My husband is going to be a “special guest” in my son’s class this week as they close their unit on community and invite parents to come in to talk about their professions. As a computer engineer, my husband is going to teach the first grade class about circuits by having them do an experiment with an LED light and a battery (if you get the + and – right, it lights up). This, my husband, in preparation for his presentation, teaches me is a closed circuit.
As I thought about the phrase closed circuit, it made me think of a phenomenon that I frequently observe in organizations which, until now, I have referred to as conversations with ourselves.
Conversations with ourselves is a chronic problem because we all tend to talk to on regular basis to our same core or inner-circles both individually and organizationally. In addition, communities arise out of shared general interests and result in overlap between the inner-circle networks of complimentary or related organizations. So even when we ask people not from our direct organization for their feedback or opinions, these supposed outsiders are often still part of a broader closed circuit.

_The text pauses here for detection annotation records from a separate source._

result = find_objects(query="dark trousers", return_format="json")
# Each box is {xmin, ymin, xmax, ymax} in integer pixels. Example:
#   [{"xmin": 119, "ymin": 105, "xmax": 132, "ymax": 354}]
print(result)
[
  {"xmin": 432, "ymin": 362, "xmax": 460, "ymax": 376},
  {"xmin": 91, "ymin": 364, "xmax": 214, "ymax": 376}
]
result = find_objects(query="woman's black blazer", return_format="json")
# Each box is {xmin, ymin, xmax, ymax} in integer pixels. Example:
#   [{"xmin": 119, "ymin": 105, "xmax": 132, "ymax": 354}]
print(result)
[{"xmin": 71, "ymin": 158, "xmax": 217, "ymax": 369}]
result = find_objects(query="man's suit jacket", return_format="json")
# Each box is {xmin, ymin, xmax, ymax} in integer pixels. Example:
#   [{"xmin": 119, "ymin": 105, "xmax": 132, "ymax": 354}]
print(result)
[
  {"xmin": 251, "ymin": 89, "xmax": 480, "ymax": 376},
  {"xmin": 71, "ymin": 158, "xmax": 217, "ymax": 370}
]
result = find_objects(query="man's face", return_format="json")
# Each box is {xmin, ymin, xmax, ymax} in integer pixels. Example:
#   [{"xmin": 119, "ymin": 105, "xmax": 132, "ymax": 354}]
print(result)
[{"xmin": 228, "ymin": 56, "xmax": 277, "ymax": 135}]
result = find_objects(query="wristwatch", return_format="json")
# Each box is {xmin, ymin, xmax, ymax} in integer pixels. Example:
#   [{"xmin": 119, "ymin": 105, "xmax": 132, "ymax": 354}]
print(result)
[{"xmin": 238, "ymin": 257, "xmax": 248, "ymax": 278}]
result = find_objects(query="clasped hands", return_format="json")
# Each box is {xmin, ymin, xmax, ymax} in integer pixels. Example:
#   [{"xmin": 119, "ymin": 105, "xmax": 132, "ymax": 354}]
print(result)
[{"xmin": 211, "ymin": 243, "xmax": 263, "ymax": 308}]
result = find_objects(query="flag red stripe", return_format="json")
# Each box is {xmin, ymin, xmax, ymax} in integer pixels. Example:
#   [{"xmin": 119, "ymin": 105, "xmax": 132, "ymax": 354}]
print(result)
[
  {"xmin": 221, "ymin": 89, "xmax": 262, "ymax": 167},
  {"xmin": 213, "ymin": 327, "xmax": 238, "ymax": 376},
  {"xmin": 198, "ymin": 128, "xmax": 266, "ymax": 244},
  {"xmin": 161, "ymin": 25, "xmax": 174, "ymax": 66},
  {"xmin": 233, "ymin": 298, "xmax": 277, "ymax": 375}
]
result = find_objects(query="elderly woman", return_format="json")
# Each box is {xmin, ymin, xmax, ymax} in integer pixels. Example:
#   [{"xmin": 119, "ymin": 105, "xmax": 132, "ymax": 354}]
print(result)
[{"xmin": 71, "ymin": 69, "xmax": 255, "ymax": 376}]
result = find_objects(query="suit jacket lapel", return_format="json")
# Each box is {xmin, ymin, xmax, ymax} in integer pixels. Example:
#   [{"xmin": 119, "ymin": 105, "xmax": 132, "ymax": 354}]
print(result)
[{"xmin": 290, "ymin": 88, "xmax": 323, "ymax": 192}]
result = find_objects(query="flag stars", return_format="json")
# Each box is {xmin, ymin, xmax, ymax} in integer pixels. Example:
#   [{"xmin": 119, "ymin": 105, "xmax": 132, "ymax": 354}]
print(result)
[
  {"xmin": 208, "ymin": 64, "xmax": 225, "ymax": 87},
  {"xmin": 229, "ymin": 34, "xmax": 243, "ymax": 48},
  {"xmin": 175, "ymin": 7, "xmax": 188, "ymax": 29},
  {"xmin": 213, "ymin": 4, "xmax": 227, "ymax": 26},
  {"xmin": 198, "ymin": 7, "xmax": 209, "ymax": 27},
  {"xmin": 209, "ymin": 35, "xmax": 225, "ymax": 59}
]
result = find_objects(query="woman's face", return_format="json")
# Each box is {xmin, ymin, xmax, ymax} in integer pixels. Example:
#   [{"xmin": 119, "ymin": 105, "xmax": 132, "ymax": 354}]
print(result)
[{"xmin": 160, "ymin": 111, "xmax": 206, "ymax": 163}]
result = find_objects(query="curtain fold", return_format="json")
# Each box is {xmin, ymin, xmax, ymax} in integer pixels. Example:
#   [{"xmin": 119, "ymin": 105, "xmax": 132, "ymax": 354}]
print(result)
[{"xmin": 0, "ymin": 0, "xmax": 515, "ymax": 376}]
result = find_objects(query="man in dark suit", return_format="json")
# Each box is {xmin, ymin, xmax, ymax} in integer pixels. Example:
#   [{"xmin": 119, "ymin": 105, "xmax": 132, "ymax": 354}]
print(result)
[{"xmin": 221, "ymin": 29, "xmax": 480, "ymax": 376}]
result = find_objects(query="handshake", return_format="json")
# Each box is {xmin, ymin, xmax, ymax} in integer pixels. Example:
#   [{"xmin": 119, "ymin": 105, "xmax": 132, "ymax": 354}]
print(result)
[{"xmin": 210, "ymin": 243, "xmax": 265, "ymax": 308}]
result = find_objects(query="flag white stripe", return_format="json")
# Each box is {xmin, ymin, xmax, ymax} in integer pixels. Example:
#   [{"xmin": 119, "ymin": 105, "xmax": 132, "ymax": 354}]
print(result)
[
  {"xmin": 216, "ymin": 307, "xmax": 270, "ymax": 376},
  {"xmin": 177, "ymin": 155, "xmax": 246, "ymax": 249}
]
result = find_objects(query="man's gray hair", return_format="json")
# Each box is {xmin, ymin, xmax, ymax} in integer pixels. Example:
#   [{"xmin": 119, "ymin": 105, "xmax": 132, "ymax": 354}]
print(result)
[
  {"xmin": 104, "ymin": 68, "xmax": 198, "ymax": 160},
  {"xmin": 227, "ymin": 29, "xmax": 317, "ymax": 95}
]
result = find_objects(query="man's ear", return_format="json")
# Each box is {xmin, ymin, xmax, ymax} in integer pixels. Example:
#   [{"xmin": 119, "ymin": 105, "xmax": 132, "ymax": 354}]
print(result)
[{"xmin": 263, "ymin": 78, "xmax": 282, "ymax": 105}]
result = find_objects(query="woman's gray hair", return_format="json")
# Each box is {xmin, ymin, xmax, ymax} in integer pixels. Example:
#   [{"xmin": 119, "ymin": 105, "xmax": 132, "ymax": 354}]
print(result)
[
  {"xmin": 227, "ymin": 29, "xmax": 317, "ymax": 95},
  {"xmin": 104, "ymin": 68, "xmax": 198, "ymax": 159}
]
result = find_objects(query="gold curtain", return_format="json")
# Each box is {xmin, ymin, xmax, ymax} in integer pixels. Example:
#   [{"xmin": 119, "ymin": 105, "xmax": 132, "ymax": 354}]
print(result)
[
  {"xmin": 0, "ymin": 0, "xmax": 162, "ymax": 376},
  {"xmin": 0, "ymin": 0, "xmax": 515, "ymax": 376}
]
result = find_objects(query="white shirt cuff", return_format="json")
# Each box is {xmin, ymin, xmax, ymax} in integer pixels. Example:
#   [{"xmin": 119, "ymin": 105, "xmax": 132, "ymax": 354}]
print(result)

This is problematic because while a closed circuit may be necessary for building computers, it is counterproductive in designing programs, events, campaigns etc. that attract a broad range of people. Even organizations with the narrowest of missions can’t afford to talk only to themselves.
Many are afraid to open the forum up and hear from a broader audience because let’s face it, you may hear things that are critical that you don’t really want to hear. However, they are things that need to be said and should be heard and processed. The only way to truly expand as an organization is to open the circuit up and stop having conversations with yourselves.